The day passes slowly in the rain until late afternoon in a break from the cold the sun comes out for a while. We are pulled up among the Hootchikoo Rocks, a 300 foot cliff of Basalt, there is a small campsite above the river and as Jeff cooks I light a small fire. It is a beautiful view as we eat by the fire then lay down for a couple minutes and nap in the sun among the spruce needles. We'll run until 11 that night, stopping after scaring up 16 trumpeter swans and watch as they circle overhead then fly upstream. Our camp for the night is across the river from McCabe creek where Tom's barge is hauled up on shore for the winter.
The next day seems a lot like the last except for it was sunnier and warmer. We pass mile after mile of wild land, the scale of it is exhausting. High ridges and more basalt cliffs, gently sloping grassy mountains and no one in sight, all day we pass one couple camped ashore with a Grumman canoe then in the evening we camp near a couple with a small child.
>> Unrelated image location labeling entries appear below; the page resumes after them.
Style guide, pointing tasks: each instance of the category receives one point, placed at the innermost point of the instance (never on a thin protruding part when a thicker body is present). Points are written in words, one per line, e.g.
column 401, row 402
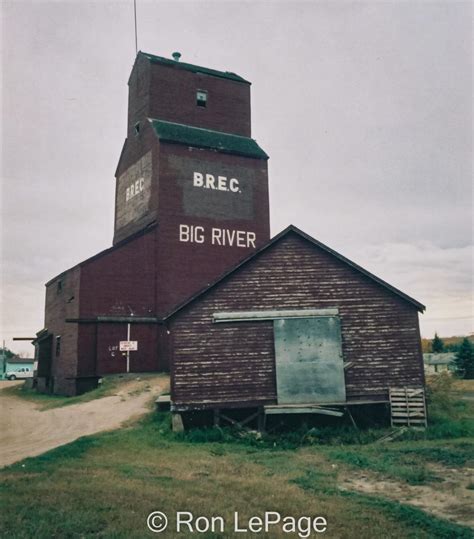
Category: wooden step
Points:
column 407, row 406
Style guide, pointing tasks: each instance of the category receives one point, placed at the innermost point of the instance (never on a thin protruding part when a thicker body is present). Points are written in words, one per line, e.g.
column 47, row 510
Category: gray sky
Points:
column 364, row 108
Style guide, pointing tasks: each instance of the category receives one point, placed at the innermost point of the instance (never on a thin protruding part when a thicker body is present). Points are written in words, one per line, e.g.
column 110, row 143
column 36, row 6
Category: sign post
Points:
column 128, row 346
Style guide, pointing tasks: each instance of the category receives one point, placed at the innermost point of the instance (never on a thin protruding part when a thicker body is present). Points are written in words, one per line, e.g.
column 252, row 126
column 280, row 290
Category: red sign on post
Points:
column 128, row 346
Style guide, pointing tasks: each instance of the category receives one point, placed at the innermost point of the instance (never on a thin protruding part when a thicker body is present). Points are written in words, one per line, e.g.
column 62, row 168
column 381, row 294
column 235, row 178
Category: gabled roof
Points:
column 294, row 230
column 207, row 138
column 191, row 67
column 16, row 359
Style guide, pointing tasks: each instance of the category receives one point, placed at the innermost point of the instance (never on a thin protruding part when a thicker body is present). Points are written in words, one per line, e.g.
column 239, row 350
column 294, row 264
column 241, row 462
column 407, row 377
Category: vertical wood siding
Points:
column 234, row 363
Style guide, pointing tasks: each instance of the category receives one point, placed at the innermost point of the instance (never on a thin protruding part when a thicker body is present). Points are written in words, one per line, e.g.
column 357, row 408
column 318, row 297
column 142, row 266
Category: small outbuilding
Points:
column 294, row 328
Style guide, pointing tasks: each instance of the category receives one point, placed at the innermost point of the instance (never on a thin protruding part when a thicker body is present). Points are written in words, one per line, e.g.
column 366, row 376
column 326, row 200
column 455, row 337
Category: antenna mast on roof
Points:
column 136, row 34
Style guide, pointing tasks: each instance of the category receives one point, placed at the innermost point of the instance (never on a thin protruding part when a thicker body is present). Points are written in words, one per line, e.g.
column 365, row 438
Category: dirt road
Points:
column 26, row 431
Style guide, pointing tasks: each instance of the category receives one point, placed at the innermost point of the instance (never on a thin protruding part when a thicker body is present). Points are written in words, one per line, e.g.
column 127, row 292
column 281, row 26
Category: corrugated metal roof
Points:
column 194, row 68
column 293, row 229
column 207, row 138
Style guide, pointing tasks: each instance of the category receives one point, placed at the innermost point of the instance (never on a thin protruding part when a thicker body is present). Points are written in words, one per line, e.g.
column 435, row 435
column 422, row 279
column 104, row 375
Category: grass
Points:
column 104, row 486
column 109, row 386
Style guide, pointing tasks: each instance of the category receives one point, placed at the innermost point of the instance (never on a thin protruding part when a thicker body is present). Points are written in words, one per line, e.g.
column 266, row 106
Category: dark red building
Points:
column 294, row 325
column 193, row 279
column 191, row 201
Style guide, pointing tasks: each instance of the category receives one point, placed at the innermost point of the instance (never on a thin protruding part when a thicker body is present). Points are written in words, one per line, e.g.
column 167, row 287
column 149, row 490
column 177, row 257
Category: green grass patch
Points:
column 105, row 486
column 407, row 462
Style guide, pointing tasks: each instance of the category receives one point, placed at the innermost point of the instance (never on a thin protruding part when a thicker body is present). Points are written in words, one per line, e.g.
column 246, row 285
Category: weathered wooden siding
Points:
column 234, row 363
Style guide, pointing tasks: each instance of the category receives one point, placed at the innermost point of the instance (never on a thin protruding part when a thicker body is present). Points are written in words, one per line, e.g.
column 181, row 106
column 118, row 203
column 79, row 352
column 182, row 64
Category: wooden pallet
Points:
column 408, row 407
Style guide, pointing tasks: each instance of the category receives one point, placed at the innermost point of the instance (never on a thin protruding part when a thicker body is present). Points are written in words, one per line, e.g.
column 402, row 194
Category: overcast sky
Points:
column 364, row 108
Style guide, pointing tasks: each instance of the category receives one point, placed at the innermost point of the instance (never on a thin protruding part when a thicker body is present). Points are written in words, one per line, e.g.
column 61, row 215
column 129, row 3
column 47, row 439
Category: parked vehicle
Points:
column 19, row 374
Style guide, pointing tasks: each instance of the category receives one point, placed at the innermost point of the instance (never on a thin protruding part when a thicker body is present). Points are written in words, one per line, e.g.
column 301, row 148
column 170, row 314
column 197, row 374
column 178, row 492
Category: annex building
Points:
column 240, row 320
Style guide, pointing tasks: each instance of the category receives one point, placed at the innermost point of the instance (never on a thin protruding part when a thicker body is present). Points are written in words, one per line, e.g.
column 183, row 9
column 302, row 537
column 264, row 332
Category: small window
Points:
column 201, row 98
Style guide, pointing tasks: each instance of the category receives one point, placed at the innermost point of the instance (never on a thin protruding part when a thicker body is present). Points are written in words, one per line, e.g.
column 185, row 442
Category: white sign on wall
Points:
column 128, row 346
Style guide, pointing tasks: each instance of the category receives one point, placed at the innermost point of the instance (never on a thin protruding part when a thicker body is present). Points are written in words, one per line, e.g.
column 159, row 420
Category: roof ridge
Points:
column 307, row 237
column 200, row 128
column 193, row 67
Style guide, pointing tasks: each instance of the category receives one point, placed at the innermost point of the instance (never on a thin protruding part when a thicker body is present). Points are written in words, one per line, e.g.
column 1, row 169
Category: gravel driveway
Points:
column 26, row 431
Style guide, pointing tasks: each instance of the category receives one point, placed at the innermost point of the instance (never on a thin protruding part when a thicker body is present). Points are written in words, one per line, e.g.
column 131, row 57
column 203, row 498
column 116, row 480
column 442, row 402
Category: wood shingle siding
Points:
column 234, row 363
Oh, and Cowboy.
Cowboy has a small cabin with a broken picture window in the abandoned town of Fort Selkirk. He ran river barges for years and judging from his lifestyle is perfectly at home in this land. In the trailer he tows behind his four wheeler is a freshly skinned beaver carcass, a rifle, and a bottle of propane. He is not a guy who talks too much so I never got the whole story behind the beaver but I did see him throw the carcass into a bag in his skiff so, while he kept the pelt, the meat was most likely for a friend. His one room cabin is simple and we have to knock hard on the door for him to hear us. I have a shell stuck in the shotgun back on the boat and can't get it out, could he help out? "Bring it up", is all he says. He gets the shell unstuck quickly and needs to get on his way to check on a barge, we give him a box of shotgun shells for his trouble and he is off in his skiff to head up the Pelly River then to check on his barge.
The next couple days are river days, hot river days. The sun is up well before we are and is setting after 11. At nine last night I was putting on one last dollop of sunblock for the day as we putt down the increasingly wide river. We are joined by two pretty major rivers, the White from the west and the Stewart from the east. The Stewart brings a brown muddy water to the mix and the White brings grey silt and trees. Thousands of full size trees, some still green and all with their root balls attached begin to hang up on every sandbar. The river turns wide, about three fourths of a mile wide with multiple long sandbars and as we drift in the hot afternoon a wind picks up the silt from them and makes a dust devil that spins across the river. The mountains are getting lower and farther from shore and the river is winding it's way between them.
Day five we see a boat ashore ahead through the binoculars. A man is cutting a tree with a chainsaw and a woman drives a four wheeler with supplies from their boat to the cabin. A teenage girl is poking a stick into a giant log jam at the rivers edge, she is wearing tennis shoes and says hello as we coast by her, about 25 feet away, at 5 miles an hour. They are the only people and that is the only conversation we will have that day. Drifting by someone on shore at 5 miles an hour you only have about 30 seconds of time to talk, a little more if you don't mind yelling.
There are lots of moose and beavers and ducks and geese and swallows and eagles. A few black bears but no brown bears yet. As we wander the sites where camps and roadhouses and telegraph offices used to be, crashing through underbrush looking for fallen down log structures and artifacts we are both always aware of bear sign and habitat. We see 100 mountain goats up on a high rocky mountain and an endangered interior peregrine falcon circles us. As it turns 11 PM the sunset persists in the northern sky, three Canada geese land then take off from the slough beside us, and another angry beaver slaps his tail on the water and dives. It is remarkable to be out in this enormous wild land so far from civilization. It is remarkable to watch as the scenery changes in front of your eyes as the boat spins in the current. So far so good. Remarkable.